本開示は、建物など構造物の内外壁表面の塗装を行うための塗装方法であり、特に水性塗料を上塗りに用いた塗装方法に関するものである。
従来、建物など構造物の内外壁表面には、その表面の美装と保護の目的で、塗料を用いて塗装されることが多い。又、板材の表面を塗料により塗装された壁板材により壁面を構成することも多い。
このような場合のその最終の仕上げに用いられる塗料により、その塗装面の仕上がりや性能が決まることになる。
この仕上がりには、光沢面や艶消し面に仕上げることなど塗装された壁面の外観に関わるものである。
性能では、その塗料により形成された塗膜の耐候性などの耐久性能や塗膜の柔らかさを調整することで、汚れが着き難くいものや汚れを雨により流れさせる親水性塗膜などがある。
しかし、このような最終の仕上げに用いられる塗料に各種性能を付加した場合であっても、その塗料が均一に塗られない場合では、その性能を十分に発揮することができないこともある。
特に、水性塗料の場合であっては、最終の仕上げに用いられる最外部の塗料を塗装した時にその前処理などの影響で、その塗料のハジキなどにより形成される塗膜に欠損を生じることがある。
この前処理には、塗装対象の基材などの均質化、その基材からの影響や基材への影響などを防止すること、基材と仕上げ塗材の密着性の向上などのためにシーラー、プライマーなどの下塗材を塗付してから最終仕上げ塗料を塗装する方法が行われている。
この下塗材には、その必要性能に応じ数々ある。その中でも特許文献1に記載されているような下塗材組成物を使用することがある。
これは、溶剤形並みの下地への浸透力を持ち、初期より各種の被塗物への密着性に優れた下塗材であり、水性でありながら、溶剤形並みのシール性を持ったもので、水性,溶剤形を問わず幅広い仕上げ塗材との密着性に優れ、溶剤形の仕上げ塗材を塗装した場合でもリフティングの問題を発生しない下塗材組成物である。

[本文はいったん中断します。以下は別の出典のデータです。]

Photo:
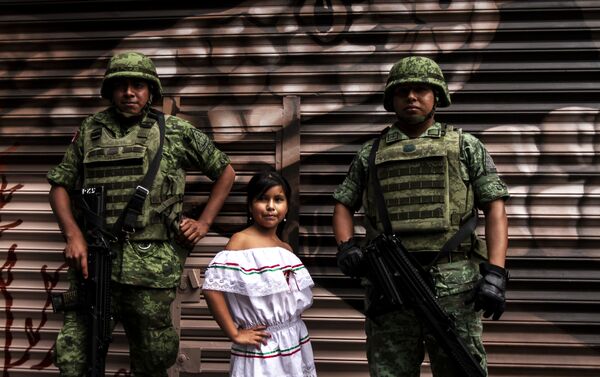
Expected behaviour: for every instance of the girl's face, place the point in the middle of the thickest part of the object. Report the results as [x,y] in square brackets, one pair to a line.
[269,209]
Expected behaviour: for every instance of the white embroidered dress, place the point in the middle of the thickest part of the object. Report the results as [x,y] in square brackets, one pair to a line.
[266,286]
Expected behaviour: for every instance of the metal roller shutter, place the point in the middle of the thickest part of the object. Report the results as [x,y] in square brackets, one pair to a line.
[297,85]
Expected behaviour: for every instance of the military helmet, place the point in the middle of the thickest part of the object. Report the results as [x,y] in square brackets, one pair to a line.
[132,65]
[416,69]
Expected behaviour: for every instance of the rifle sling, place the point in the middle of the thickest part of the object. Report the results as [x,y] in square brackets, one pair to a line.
[126,221]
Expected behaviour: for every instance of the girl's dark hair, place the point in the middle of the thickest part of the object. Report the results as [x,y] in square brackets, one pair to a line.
[260,183]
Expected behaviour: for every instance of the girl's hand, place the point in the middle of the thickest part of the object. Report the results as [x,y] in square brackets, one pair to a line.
[252,337]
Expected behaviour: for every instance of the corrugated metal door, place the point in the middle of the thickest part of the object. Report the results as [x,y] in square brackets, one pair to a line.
[523,77]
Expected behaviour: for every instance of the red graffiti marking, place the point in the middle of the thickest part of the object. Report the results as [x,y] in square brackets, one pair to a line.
[11,260]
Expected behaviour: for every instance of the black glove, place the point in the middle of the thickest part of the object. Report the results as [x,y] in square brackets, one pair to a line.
[489,292]
[350,258]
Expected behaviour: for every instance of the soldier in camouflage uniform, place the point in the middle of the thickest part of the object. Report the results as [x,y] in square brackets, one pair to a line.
[113,148]
[434,178]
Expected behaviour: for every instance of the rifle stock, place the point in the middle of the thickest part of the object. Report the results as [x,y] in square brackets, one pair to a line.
[395,271]
[92,296]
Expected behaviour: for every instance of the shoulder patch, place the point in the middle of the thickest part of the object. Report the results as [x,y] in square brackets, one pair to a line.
[75,136]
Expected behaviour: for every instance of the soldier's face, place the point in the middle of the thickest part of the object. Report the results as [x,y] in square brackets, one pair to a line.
[269,209]
[131,95]
[413,102]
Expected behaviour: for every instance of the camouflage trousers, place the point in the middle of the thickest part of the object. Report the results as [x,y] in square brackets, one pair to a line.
[396,341]
[146,317]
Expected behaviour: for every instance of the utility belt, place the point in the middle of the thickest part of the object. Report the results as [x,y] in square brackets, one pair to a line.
[428,258]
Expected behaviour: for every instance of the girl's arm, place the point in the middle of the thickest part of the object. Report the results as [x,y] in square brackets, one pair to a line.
[219,309]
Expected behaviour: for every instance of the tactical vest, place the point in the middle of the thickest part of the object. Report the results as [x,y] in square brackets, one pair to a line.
[119,164]
[425,191]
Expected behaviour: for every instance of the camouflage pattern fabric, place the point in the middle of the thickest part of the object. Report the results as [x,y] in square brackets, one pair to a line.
[157,265]
[146,318]
[396,341]
[475,160]
[132,65]
[416,70]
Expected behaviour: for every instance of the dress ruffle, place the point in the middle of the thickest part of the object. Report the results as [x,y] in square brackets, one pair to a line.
[256,272]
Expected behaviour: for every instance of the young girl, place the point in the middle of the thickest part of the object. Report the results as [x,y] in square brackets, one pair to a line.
[257,289]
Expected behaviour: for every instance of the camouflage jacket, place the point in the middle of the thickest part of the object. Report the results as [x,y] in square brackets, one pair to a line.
[477,167]
[151,264]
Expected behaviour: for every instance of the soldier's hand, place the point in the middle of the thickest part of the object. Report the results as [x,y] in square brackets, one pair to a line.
[489,292]
[76,253]
[350,258]
[193,230]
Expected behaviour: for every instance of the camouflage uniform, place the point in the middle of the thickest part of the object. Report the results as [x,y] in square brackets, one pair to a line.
[147,268]
[396,340]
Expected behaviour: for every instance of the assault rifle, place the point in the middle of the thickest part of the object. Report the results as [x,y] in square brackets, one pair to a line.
[92,296]
[404,282]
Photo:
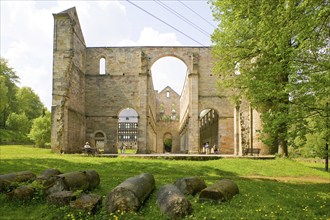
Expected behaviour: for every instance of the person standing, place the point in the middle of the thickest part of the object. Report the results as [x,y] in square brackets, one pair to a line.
[207,148]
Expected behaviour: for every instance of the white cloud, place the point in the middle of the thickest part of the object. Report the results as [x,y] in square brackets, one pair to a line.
[27,35]
[151,37]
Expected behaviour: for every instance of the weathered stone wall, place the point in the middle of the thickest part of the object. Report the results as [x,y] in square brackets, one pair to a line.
[68,83]
[86,102]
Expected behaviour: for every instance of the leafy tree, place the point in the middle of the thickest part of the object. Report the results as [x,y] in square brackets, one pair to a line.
[3,94]
[29,103]
[275,54]
[8,99]
[41,130]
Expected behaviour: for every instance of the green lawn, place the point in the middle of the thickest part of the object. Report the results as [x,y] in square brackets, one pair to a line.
[269,189]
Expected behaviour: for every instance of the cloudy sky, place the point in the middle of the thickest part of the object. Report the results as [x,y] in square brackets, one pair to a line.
[27,34]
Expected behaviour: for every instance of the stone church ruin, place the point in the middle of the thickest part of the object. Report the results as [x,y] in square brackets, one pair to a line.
[120,106]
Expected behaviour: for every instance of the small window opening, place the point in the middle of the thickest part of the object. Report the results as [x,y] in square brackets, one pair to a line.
[102,66]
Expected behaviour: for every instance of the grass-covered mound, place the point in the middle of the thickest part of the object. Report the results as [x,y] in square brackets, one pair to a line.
[269,189]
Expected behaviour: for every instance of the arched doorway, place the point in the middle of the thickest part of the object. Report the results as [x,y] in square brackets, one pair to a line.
[209,129]
[99,139]
[167,141]
[128,120]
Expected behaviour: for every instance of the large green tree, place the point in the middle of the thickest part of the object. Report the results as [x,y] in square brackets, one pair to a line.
[8,81]
[275,54]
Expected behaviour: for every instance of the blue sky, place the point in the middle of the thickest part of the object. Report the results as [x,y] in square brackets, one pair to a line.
[27,34]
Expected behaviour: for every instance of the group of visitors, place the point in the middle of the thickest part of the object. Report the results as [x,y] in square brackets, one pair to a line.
[122,148]
[208,150]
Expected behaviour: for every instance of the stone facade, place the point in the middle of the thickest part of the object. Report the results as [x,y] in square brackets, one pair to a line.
[86,104]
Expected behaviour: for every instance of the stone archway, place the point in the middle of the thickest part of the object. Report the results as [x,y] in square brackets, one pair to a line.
[99,139]
[128,120]
[209,128]
[167,142]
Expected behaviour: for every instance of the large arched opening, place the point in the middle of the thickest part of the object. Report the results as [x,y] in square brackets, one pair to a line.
[169,71]
[128,122]
[209,129]
[167,141]
[168,78]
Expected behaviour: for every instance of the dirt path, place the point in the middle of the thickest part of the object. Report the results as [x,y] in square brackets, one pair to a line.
[300,179]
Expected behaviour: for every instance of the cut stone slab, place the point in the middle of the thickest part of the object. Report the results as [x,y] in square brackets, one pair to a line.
[172,202]
[130,194]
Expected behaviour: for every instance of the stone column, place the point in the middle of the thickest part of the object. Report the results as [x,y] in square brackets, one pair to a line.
[143,108]
[193,130]
[237,132]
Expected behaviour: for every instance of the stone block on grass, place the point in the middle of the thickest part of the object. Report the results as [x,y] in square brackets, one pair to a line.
[130,194]
[172,202]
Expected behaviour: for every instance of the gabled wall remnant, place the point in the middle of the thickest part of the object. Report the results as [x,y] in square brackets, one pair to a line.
[87,103]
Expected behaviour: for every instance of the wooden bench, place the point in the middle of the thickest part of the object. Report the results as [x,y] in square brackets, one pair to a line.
[254,151]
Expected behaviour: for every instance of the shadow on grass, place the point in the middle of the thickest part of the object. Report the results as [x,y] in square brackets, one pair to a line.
[258,198]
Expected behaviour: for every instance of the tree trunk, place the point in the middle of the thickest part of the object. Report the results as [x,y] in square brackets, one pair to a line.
[172,202]
[130,194]
[221,191]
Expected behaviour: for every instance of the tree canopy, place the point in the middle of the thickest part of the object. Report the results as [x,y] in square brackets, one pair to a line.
[276,55]
[19,107]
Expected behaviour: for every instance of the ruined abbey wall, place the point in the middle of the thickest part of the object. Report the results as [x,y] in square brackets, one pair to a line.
[86,104]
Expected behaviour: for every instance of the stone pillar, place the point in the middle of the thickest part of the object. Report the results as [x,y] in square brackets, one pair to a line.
[237,132]
[226,130]
[193,130]
[143,108]
[62,65]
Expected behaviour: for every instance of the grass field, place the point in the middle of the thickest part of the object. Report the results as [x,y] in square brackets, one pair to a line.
[269,189]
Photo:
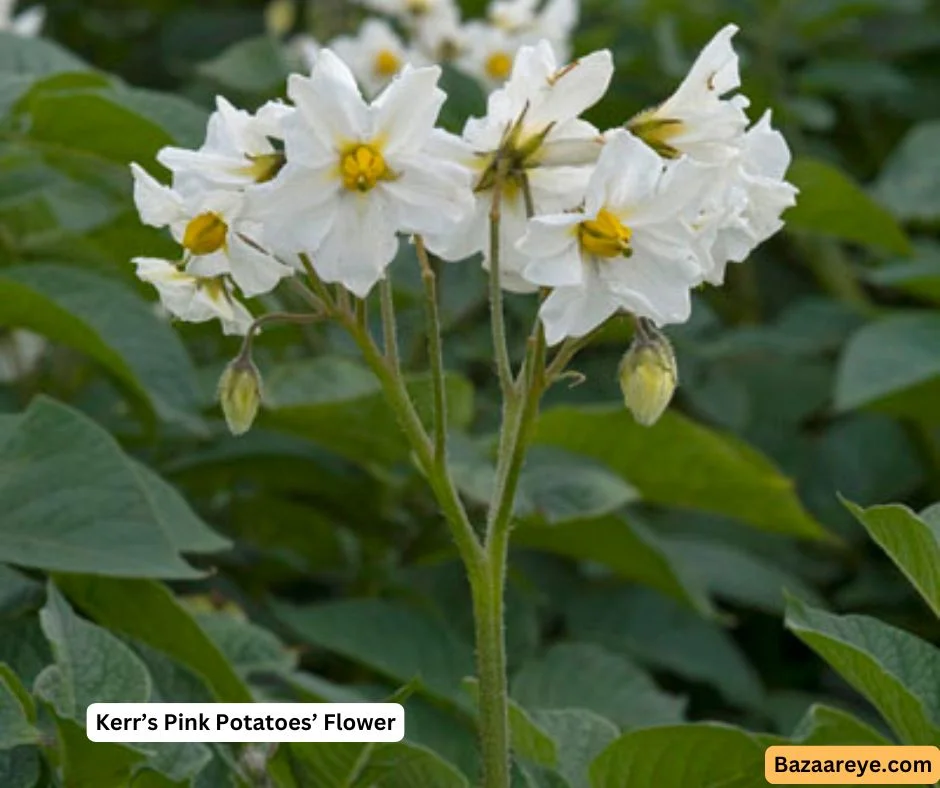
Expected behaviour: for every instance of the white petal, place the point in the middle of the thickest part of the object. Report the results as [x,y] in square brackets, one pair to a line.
[575,311]
[330,103]
[253,270]
[360,243]
[552,244]
[407,109]
[431,195]
[157,204]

さらに、水に易溶性の有機溶媒である親水性溶媒中で溶液重合された後に、水に溶解して水溶性樹脂液として使用し、これらの親水性有機溶媒を下塗材組成物中に15重量%以内で使用することで、この親水性溶媒により、一般の水性下塗材で発生するはじきを防止することができるものである。
また、特許文献2では、塗膜形成直後よりその表面が親水性を発揮し汚染部室を洗い流す非汚染塗料用組成物が記載されている。これは、塗装された塗膜の表面が親水性になり、塗膜に付着した汚れ物質を雨により洗い流すものである。
このような塗膜表面を親水性にするための塗料組成物は、種々ありその代表的なものである。
特開平9−324138号公報 特開2001−181554号公報
しかしながら、特許文献1の下塗組成物では、下地との密着性や仕上げ塗材との密着性が優れ、水性下塗材で発生するハジキを防止することができるものであるが、仕上げ塗材を塗装した場合において、その仕上げ塗材にハジキを発生することもある。これは、仕上げ材が一般的な下塗り材に比べ比較的薄膜なため、ハジキやすい場合が多いためである。
また、特許文献2にあるような塗膜表面を親水性にし、汚れなどの付着物を雨などにより洗い流すものであり、その表面に塗装した場合での仕上がりや密着性を考慮したものではない。
本開示は、最終仕上げ塗料が水性塗料であっても、その塗料にハジキの発生がなく塗装することができ、最終仕上げ塗料との密着性に優れたもので、更に、その仕上がりが良好な水性塗料の塗装方法を提供することにある。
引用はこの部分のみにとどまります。